Les grives coupables

— Des grives ! Des grives ! Ce serait bien extraordinaires Il faudrait alors que ces oiseaux eussent englouti une substance vénéneuse en assez grande quantité pour que leur chair ait pu provoquer des symptômes d’empoisonnement aussi nets, sans qu’ils en soient morts eux-mêmes. À moins que…
— À moins que ?
— À moins que le toxique leur ait été inoculé après coup. Avec une seringue par exemple. Creusez cette idée, Tournatoire. »
Et Tournatoire réfléchit.
Il venait de se souvenir que le vendredi 16 janvier, vers midi et demi, un employé de l’hôtel Dauphin lui avait apporté un paquet découvert la veille au soir dans l’omnibus, à la gare de Pertuis, au moment où le cocher avait ouvert sa voiture pour y prendre trois petits bagages.
Ce paquet, enveloppé dans un fragment du journal Le Petit Aixois, était clos au moyen d’une ficelle à laquelle pendait une carte de visite portant au verso ces mots au crayon : « Pour remettre à M. Tournatoire, médecin à Pertuis (Vaucluse). » Au recto de la même carte, le nom propre avait été gratté, mais l’adresse imprimée se lisait encore, et c’était : « Pertuis (Vaucluse) ».
Le docteur Tournatoire déplia le journal et aperçut quatre grives.

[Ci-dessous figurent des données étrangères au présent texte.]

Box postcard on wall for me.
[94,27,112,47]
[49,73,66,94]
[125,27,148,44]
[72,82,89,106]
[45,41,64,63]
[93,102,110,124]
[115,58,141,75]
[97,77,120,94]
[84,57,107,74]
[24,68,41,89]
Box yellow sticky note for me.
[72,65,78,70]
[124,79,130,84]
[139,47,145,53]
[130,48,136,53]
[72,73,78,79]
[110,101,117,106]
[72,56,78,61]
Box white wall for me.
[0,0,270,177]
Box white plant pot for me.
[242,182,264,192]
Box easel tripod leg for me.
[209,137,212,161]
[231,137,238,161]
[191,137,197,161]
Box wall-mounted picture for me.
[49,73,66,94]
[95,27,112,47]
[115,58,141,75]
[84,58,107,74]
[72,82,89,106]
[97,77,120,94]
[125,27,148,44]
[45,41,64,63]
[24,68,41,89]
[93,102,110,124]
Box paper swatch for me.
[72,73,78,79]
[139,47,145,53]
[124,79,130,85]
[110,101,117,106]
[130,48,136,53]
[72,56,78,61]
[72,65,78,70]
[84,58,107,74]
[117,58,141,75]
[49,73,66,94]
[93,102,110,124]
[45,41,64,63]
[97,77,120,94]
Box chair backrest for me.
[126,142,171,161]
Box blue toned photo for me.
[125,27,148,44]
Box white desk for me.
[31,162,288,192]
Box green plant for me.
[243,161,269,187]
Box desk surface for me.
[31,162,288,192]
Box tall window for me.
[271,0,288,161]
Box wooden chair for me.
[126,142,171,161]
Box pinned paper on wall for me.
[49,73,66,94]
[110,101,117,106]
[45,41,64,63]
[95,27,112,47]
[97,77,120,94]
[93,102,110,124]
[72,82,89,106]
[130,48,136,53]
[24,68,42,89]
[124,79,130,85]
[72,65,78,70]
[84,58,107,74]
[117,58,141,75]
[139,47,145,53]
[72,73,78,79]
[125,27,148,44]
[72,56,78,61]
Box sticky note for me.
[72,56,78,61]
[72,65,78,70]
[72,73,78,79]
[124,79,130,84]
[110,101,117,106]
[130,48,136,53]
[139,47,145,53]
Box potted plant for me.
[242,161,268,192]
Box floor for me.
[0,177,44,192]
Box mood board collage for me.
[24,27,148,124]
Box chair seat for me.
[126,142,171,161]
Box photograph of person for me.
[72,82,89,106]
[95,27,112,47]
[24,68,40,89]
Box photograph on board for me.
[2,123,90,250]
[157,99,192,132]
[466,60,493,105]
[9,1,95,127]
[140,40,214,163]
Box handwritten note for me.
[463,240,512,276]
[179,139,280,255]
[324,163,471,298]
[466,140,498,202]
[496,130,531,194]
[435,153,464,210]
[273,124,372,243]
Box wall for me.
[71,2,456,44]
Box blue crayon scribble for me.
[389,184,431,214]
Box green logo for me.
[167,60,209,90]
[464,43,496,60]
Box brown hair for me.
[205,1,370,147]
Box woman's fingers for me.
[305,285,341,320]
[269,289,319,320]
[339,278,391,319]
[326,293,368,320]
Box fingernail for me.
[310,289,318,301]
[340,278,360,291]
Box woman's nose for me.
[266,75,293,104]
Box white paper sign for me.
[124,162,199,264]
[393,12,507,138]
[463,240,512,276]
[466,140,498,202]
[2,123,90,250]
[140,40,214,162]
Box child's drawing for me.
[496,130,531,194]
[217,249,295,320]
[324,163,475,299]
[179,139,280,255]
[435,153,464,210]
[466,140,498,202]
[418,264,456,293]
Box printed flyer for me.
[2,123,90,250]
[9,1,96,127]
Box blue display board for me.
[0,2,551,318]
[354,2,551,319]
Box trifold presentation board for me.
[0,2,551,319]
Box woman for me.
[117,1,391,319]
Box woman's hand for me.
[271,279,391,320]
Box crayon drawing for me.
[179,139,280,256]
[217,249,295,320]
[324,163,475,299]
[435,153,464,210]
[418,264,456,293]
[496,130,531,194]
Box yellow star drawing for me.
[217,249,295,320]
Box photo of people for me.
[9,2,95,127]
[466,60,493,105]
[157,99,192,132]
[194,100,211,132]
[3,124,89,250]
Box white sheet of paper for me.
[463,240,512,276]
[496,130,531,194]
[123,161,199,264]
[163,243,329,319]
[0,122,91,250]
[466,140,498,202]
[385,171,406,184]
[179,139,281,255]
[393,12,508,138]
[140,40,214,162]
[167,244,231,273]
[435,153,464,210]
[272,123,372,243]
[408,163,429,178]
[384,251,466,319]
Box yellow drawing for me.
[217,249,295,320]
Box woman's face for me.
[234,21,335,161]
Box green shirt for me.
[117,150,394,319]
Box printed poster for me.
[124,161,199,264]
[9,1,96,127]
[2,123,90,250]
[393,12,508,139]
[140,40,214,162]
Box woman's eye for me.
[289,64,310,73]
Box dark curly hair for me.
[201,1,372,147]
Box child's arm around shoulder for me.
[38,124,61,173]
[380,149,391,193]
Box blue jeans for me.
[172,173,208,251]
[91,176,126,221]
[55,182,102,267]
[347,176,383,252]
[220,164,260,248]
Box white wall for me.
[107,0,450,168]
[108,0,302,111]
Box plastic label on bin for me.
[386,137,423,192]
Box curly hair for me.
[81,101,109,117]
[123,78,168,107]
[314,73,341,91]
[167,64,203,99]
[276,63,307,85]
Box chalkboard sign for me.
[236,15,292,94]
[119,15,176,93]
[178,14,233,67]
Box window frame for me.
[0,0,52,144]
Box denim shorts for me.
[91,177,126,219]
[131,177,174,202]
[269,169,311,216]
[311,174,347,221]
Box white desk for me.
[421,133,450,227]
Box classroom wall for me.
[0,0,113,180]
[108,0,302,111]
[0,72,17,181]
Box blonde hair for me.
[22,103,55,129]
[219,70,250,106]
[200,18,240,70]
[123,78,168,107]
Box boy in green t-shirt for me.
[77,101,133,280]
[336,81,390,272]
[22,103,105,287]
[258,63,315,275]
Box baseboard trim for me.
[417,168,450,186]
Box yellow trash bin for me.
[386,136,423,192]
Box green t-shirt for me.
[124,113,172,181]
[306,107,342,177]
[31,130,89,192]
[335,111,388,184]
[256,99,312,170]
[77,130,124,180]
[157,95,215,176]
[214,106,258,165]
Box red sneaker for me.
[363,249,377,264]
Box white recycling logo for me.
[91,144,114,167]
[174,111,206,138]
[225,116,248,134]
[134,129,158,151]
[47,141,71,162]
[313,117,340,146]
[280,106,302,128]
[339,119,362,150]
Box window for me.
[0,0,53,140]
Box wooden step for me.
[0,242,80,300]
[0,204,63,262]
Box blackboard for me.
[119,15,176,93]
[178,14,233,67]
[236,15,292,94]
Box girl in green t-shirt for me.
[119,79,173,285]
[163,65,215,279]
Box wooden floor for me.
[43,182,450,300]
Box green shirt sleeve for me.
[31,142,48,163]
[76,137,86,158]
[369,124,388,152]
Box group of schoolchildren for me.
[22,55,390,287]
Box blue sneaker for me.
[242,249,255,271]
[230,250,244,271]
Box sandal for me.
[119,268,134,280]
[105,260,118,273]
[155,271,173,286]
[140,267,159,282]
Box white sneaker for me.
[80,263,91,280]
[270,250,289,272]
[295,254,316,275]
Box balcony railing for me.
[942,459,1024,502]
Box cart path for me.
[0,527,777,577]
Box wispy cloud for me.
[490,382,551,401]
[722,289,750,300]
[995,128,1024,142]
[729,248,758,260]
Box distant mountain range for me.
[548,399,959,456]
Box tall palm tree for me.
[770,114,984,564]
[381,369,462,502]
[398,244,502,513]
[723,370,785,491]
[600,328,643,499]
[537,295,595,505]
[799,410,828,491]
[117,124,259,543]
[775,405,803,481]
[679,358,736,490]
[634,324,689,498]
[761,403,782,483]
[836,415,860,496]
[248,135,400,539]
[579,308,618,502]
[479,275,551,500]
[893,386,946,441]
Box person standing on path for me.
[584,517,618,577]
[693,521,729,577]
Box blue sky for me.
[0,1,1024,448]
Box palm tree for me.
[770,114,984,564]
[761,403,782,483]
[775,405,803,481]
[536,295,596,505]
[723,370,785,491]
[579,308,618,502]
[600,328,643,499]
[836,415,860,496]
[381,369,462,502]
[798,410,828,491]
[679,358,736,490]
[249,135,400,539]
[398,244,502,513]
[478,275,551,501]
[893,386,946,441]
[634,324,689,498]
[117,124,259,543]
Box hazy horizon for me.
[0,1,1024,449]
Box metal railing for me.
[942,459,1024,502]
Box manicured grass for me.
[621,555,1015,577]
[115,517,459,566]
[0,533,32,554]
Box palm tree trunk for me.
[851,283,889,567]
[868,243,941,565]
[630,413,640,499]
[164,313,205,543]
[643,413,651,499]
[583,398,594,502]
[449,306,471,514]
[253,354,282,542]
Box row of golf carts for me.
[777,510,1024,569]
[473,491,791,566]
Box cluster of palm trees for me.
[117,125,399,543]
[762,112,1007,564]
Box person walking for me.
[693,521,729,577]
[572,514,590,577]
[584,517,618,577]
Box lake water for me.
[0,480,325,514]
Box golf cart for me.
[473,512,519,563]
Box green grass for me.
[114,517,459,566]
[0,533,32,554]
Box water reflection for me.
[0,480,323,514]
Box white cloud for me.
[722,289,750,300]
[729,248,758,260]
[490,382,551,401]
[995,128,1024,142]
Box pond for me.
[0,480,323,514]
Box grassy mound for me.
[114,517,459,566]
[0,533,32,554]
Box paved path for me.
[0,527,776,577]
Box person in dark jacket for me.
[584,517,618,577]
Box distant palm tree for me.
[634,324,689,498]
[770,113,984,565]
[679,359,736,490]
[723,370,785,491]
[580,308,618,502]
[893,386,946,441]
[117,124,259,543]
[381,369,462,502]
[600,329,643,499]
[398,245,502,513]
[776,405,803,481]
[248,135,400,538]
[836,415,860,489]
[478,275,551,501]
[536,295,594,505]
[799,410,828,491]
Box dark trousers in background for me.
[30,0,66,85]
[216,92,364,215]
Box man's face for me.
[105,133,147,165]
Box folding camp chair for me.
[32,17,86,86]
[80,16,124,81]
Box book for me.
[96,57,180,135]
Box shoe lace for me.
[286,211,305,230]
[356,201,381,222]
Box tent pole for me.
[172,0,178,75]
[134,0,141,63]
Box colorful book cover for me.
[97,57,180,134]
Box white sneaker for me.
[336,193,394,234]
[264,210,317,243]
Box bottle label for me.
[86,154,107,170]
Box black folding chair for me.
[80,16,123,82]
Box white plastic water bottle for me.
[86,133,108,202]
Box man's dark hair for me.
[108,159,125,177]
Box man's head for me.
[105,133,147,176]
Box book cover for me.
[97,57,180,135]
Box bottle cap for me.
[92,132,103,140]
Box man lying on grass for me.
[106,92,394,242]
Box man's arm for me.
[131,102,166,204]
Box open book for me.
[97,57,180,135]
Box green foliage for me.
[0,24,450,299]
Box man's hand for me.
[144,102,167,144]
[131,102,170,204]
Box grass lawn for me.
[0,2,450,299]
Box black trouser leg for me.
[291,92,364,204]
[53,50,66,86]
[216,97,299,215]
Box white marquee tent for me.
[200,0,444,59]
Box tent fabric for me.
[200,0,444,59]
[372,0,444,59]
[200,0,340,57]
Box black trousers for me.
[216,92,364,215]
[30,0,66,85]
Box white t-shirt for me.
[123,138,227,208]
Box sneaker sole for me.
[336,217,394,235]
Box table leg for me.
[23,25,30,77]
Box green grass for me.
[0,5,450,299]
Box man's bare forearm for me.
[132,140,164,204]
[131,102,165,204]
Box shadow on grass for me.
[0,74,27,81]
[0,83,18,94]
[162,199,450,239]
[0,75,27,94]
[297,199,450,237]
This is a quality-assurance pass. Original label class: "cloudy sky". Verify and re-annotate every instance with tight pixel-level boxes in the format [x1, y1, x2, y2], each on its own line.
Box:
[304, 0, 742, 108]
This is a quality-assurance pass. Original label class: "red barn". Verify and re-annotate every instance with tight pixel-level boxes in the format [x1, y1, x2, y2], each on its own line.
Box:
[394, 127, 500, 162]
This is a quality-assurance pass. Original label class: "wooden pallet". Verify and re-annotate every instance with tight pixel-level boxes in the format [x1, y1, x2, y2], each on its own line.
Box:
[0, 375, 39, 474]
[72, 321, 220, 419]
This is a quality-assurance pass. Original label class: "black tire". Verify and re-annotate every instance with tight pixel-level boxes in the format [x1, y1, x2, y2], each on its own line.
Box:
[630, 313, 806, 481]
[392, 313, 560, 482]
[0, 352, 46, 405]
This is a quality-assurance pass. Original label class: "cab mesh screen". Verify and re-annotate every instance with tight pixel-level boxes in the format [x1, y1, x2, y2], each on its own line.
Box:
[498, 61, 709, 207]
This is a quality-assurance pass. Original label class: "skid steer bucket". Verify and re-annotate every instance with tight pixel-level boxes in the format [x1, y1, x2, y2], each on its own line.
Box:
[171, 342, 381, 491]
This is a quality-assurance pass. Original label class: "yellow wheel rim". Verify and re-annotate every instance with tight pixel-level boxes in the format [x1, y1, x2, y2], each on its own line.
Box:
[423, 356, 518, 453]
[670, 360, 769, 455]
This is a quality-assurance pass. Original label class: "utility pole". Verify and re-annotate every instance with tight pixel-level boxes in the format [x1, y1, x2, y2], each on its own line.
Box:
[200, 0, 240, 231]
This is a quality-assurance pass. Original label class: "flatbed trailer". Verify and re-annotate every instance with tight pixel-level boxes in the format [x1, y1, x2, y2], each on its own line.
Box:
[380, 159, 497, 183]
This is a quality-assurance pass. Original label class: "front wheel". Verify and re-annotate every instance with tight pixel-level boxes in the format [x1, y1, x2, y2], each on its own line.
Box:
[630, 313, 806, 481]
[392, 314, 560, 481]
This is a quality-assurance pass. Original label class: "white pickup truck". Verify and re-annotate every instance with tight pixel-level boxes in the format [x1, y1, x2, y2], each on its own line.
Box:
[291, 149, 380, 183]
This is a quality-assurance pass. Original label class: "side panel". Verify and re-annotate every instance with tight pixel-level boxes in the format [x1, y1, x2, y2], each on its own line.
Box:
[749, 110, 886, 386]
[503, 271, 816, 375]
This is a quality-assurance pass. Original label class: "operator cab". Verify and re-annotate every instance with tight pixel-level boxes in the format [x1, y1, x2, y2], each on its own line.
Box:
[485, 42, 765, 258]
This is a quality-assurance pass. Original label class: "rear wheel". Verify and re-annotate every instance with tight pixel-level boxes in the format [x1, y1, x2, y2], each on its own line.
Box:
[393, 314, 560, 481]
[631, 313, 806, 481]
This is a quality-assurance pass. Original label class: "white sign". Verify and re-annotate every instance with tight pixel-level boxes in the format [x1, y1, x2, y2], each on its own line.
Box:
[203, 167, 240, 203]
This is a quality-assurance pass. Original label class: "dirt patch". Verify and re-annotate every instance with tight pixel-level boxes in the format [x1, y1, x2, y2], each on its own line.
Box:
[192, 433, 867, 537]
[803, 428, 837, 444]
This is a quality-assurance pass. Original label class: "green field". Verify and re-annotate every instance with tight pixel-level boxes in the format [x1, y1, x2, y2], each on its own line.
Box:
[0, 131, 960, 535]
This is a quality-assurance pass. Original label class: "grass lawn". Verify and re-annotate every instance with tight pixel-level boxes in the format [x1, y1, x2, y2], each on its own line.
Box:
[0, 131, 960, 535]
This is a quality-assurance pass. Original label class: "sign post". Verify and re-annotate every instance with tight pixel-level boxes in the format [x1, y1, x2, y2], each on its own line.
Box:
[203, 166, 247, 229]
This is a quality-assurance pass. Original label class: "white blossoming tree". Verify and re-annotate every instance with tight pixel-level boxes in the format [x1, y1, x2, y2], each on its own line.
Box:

Il crut à un cadeau du buffetier de la gare, dont il était l’ami.
Et le même jour un cultivateur des environs, Joseph-André Escoffier, chez lequel il avait mis en nourrice son plus jeune enfant, lui avait apporté une perdrix, huit petits oiseaux et douze alouettes, ces dernières gagnées quelques instants auparavant à une loterie.
Il l’avait retenu à dîner. On avait mis à la broche les alouettes et deux des grives. Un poisson et des herbes complétaient le menu.
« Chacun la nôtre, avait proposé le médecin à son convive. Aujourd’hui, c’est vendredi et ma femme fait maigre. »
Mais Escoffier, ayant déclaré n’avoir plus faim, les grives étaient demeurées dans le plat.
Or, c’était une de ces grives que, le lendemain soir, Mme Tournatoire avait mangée froide. Et aussitôt après, elle avait manifesté tous les symptômes d’une intoxication : dilatation pupillaire, congestion de la face, troubles de la vue, délire – surtout délire. Et tel avait été également le cas de Claire Sajio après que, le lundi matin, cette jeune bonne eût, à son petit-déjeuner, goûté à la seconde grive froide. Goûté seulement, car l’amertume de la chair ne lui avait pas permis d’aller jusqu’au bout et, circonstance singulière, le chien, auquel elle avait tendu le reste de l’oiseau, s’en était éloigné avec répulsion.

Qui alors ?

Une conclusion s’imposait. Seules, deux personnes de la maison avaient mangé des grives : la maîtresse et la servante. Seules, deux personnes – les mêmes – avaient donné des signes non équivoques d’empoisonnement. Les grives renfermaient donc un toxique. Alors, se rappelant les phénomènes observés, Tournatoire fit sienne l’hypothèse du vieux docteur Basnier : introduction post-mortem dans le corps des oiseaux d’un alcaloïde extrait de la belladone, tel que l’atropine.
Mais alors, qui avait pu ourdir une aussi diabolique machination ? Un nom lui vint aussitôt à l’esprit : le nom d’un de ses confrères.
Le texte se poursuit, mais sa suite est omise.